Life and pensions business Chesnara has agreed to acquire Luxembourg-based closed life insurance business Scottish Widows Europe from Lloyds Bank subsidiary Scottish Widows for €110m (£95.98m).
The deal adds €1.7bn (£1.48bn) of assets under administration to Chesnara and approximately 46,000 in force policies.
The acquisition is expected to be completed by the end of 2026 and is subject to customary regulatory approvals.
The firm said the acquisition will generate cash of €250m (£218m) over the lifetime of the policies held in the Scottish Widows Europe portfolio, with €100m (£87.25m) of the cash generated in the first five years.

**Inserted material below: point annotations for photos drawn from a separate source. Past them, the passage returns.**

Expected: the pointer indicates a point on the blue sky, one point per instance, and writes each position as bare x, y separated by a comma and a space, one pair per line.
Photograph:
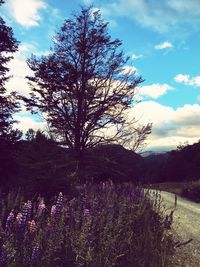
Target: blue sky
163, 39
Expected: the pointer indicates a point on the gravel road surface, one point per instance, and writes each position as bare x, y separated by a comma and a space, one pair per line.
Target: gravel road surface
186, 224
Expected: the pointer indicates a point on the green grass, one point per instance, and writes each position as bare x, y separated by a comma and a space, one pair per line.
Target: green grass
189, 190
103, 225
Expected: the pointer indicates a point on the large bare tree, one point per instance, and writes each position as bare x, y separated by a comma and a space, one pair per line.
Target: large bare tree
82, 86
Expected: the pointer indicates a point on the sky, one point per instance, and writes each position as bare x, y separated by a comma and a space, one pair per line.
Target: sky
162, 37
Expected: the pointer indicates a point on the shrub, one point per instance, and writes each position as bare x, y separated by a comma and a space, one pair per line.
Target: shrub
104, 225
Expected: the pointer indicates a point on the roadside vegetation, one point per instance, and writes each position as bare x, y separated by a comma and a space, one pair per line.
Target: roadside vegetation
104, 225
189, 190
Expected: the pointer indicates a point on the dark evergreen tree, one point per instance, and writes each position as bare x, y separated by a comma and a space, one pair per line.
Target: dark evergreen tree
8, 106
8, 102
82, 85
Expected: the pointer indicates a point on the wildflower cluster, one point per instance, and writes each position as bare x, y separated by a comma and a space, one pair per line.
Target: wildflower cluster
105, 225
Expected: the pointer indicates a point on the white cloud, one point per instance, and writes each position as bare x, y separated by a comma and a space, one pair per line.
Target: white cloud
19, 70
129, 70
163, 45
135, 56
26, 12
170, 126
154, 90
187, 80
27, 122
161, 16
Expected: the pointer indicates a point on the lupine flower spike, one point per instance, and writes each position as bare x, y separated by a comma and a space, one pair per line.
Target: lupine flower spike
10, 220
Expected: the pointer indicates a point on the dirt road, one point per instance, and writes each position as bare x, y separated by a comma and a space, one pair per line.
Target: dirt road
186, 224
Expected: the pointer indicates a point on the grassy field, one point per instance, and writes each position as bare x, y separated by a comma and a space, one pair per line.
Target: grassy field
190, 190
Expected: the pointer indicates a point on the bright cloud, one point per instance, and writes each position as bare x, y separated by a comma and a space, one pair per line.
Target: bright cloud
154, 90
163, 45
161, 16
26, 12
19, 70
135, 56
27, 122
187, 80
170, 126
129, 69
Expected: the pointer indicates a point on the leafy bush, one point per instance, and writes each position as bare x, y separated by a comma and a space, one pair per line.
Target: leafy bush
192, 191
104, 225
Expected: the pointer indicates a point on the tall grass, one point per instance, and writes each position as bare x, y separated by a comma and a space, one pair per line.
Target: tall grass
104, 225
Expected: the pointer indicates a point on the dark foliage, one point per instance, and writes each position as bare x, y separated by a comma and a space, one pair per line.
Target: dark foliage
178, 165
8, 102
82, 85
8, 106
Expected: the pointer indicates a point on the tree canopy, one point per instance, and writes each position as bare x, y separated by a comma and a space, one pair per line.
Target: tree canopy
8, 102
82, 87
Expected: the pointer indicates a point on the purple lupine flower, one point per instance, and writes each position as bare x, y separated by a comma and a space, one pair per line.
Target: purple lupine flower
59, 203
41, 207
86, 212
53, 210
29, 206
10, 220
34, 255
3, 258
32, 226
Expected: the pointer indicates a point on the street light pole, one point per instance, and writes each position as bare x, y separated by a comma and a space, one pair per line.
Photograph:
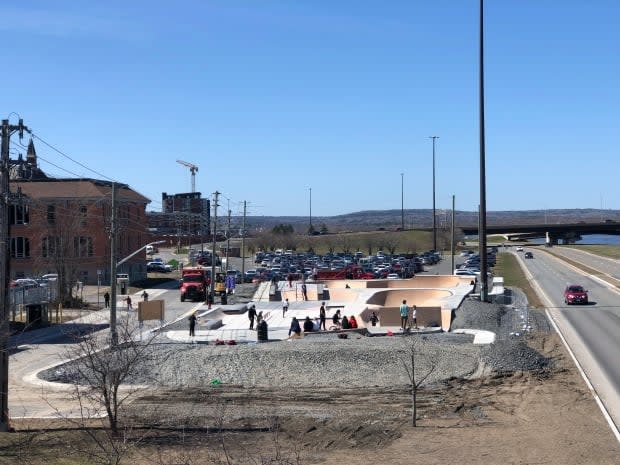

Chesnara, which already has businesses in the UK, Sweden and the Netherlands, said entrance into Luxembourg was “an additional attractive market,” and the addition of new policyholders based in Germany, Austria and Italy “provides a platform for increased consolidation and scale across Europe.”
Steve Murray, Chesnara CEO, said: "Scottish Widows Europe is another material and value-accretive transaction with a product set that we know well. It marks our entry into Luxembourg, providing a new platform for in-market and wider European consolidation and expansion.
“We are pleased that another major financial institution, Lloyds Banking Group, has chosen us to look after their policyholders. We look forward to welcoming Scottish Widows Europe policyholders and new colleagues to Chesnara.”
Chesnara was formed in the UK 2004 with the purchase of closed life and pensions book Countrywide Assured, which had been demerged from estate agency group Countrywide.
It has grown through the acquisition of three predominantly closed UK businesses, open life and pensions businesses in Sweden and the Netherlands and a closed Dutch group.
It administers just under 1m life and pension policies; 270k in the UK, 290k in Sweden and 370k in the Netherlands. It had £14bn of assets under administration as at 30 June 2025: £5bn in the UK, £6bn in Sweden and £3bn in the Netherlands.